Entre as situações denunciadas elenca-se o “neocolonialismo configurado pelas indústrias extrativistas, pelos projetos de infraestrutura que destroem sua biodiversidade e pela imposição de modelos culturais e económicos estranhos à vida dos povos.
A assembleia de bispos foi anunciada pelo Papa a 15 de outubro de 2017 e vai refletir sobre o tema "Novos caminhos para a Igreja e para uma ecologia integral".
"Novos ministérios" para comunidades sem padres
O documento preparatório para o Sínodo especial dos Bispos de 2019, dedicado à Amazónia, propõe um debate sobre a criação de “novos ministérios” para as comunidades sem padres, tendo em mente a celebração dominical da eucaristia.
“É preciso identificar o tipo de ministério oficial que pode ser conferido à mulher, levando em conta o papel central que hoje desempenham as mulheres na Igreja amazónica. Também é necessário promover o clero indígena e os que nasceram no território, afirmando sua própria identidade cultural e seus valores. Finalmente, é preciso repensar novos caminhos para que o Povo de Deus tenha melhor e frequente acesso à Eucaristia”, pode ler-se no texto divulgado esta sexta-feira pela Santa Sé.

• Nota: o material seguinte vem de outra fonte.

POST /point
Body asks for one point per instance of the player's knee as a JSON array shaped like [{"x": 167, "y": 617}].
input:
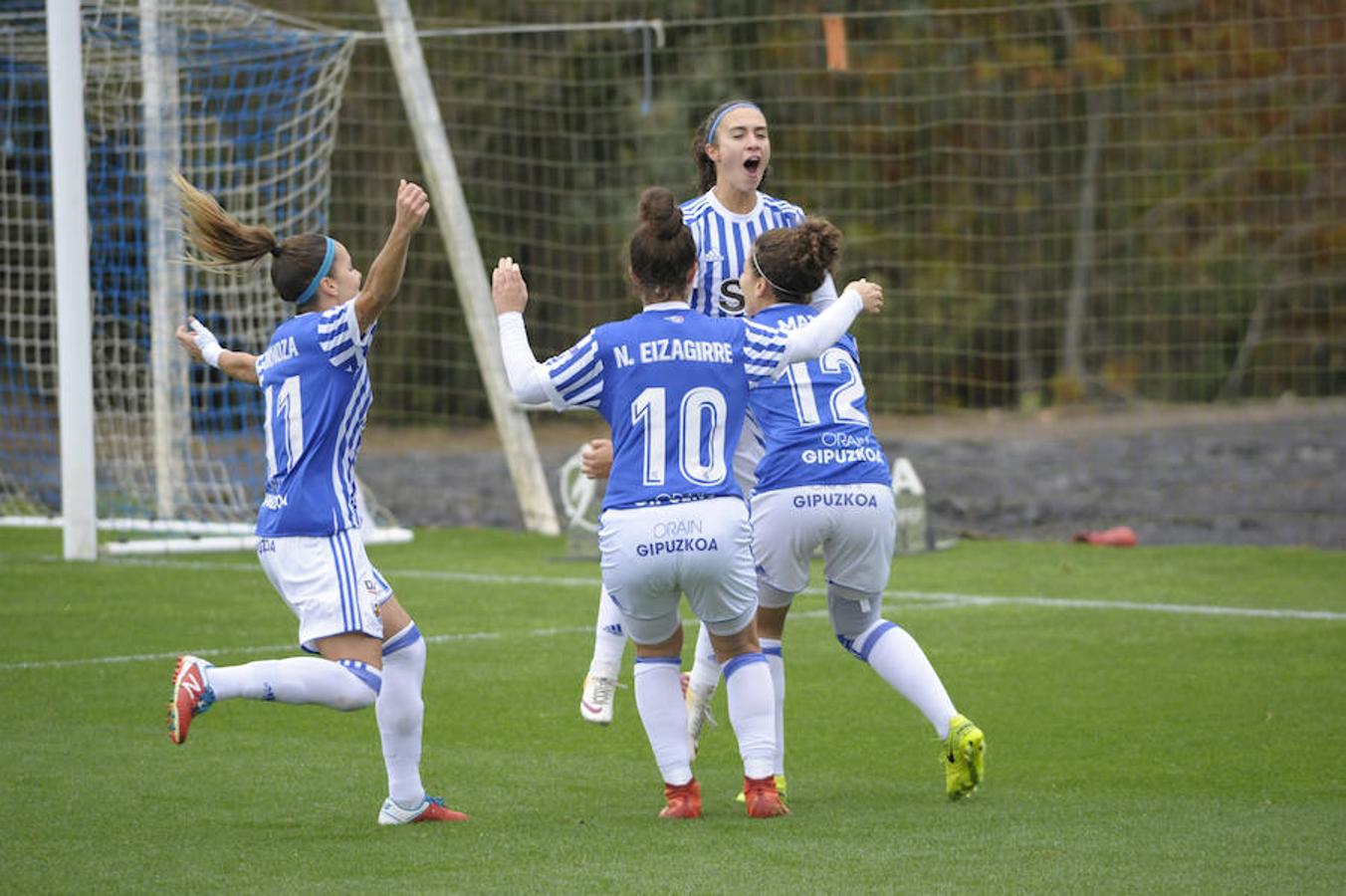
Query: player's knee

Em conferência de imprensa, o secretário-geral do Sínodo dos Bispos, cardeal Lorenzo Baldisseri, sublinhou que estão em causa “novos caminhos” sobre “os ministérios, a liturgia e a teologia”, sem especificar se o debate vai alargar-se à possível ordenação sacerdotal de homens casados.
O responsável da Santa Sé adiantou que o Sínodo de 2019 vai contar com representantes de povos indígenas entre os convidados da assembleia e “presenças significativas” de outros setores da sociedade.

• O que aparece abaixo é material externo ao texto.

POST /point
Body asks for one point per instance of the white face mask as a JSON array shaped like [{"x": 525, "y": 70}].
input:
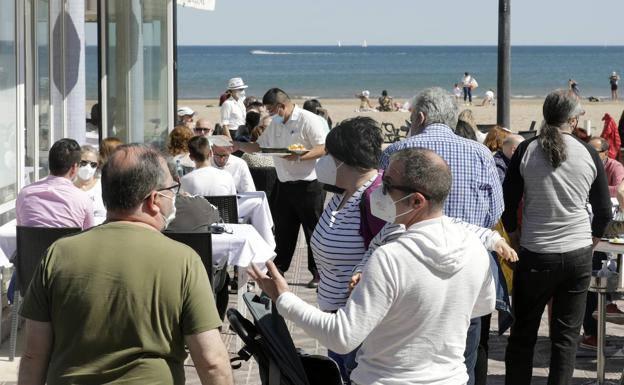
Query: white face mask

O questionário que acompanha o texto do Vaticano deixa uma questão sobre “a impossibilidade de celebrar a Eucaristia com frequência e em todos os lugares” da Amazónia, pedindo um diálogo com a comunidade local para responder às “realidades concretas” destas comunidades, com a criação de “serviços e ministérios com rosto amazónico”.
“Uma missão encarnada exige repensar a presença escassa da Igreja em relação à imensidão do território e de sua diversidade cultural”, pode ler-se.

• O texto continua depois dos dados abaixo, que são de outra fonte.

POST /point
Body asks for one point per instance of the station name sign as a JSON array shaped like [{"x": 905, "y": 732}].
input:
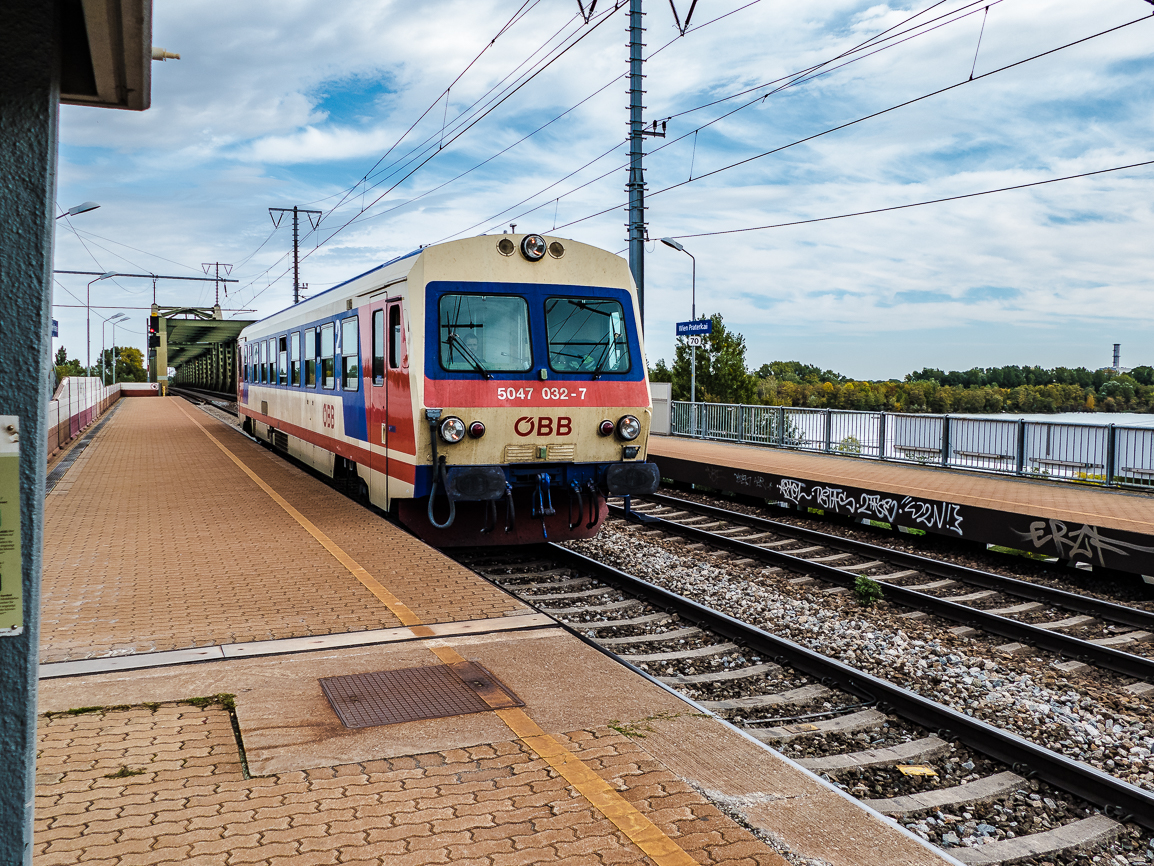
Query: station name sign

No texto propõe-se a criação de “novos ministérios e serviços para os diferentes agentes de pastoral que respondem pelas tarefas e responsabilidades da comunidade”.
Aos missionários é pedida uma “presença estável”, com “conhecimento da língua autóctone” e das culturas dos vários povos da Amazónia.
O Vaticano valoriza a tradição e a experiência espiritual destas comunidades, sublinhando que anunciar o Evangelho de Jesus na Amazónia tem, necessariamente, uma “dimensão social”.
"Restos do projeto colonizador"
O documento do Vaticano alerta para as consequências da “cultura dominante de consumo e descarte” sobre a natureza, que tem gerado uma “profunda crise”.
O texto fala num “Grito da Amazónia” que pede a presença de Deus, “especialmente quando os povos amazónicos, ao defenderem as suas terras, se confrontam com a criminalização de seu protesto, tanto por parte das autoridades como pela opinião pública”.
“O processo de evangelização da Igreja na Amazónia não pode ser separado da promoção do cuidado do seu território (natureza) e de seus povos (culturas)”, acrescenta a Santa Sé.
O documento preparatório para o Sínodo especial de 2019 elogia o papel dos missionários e missionárias comprometidos com as causas dos povos indígenas e amazónicos, evocando, por outro lado, a “memória histórica” da presença da Igreja na região, que começou com a “ocupação colonial da Espanha e de Portugal”.
“Lamentavelmente, ainda hoje existem restos do projeto colonizador que criou manifestações de inferiorização e demonização das culturas indígenas, adverte o texto.
O Sínodo dos Bispos pode ser definido, em termos gerais, como uma assembleia consultiva de representantes dos episcopados católicos de todo o mundo, a que se juntam peritos e outros convidados, com a tarefa ajudar o Papa no governo da Igreja.
Até hoje houve 14 assembleias gerais ordinárias e três extraordinárias, as últimas das quais dedicadas à Família (2014 e 2015); em outubro, o Vaticano recebe uma assembleia ordinária do Sínodo, sobre os jovens.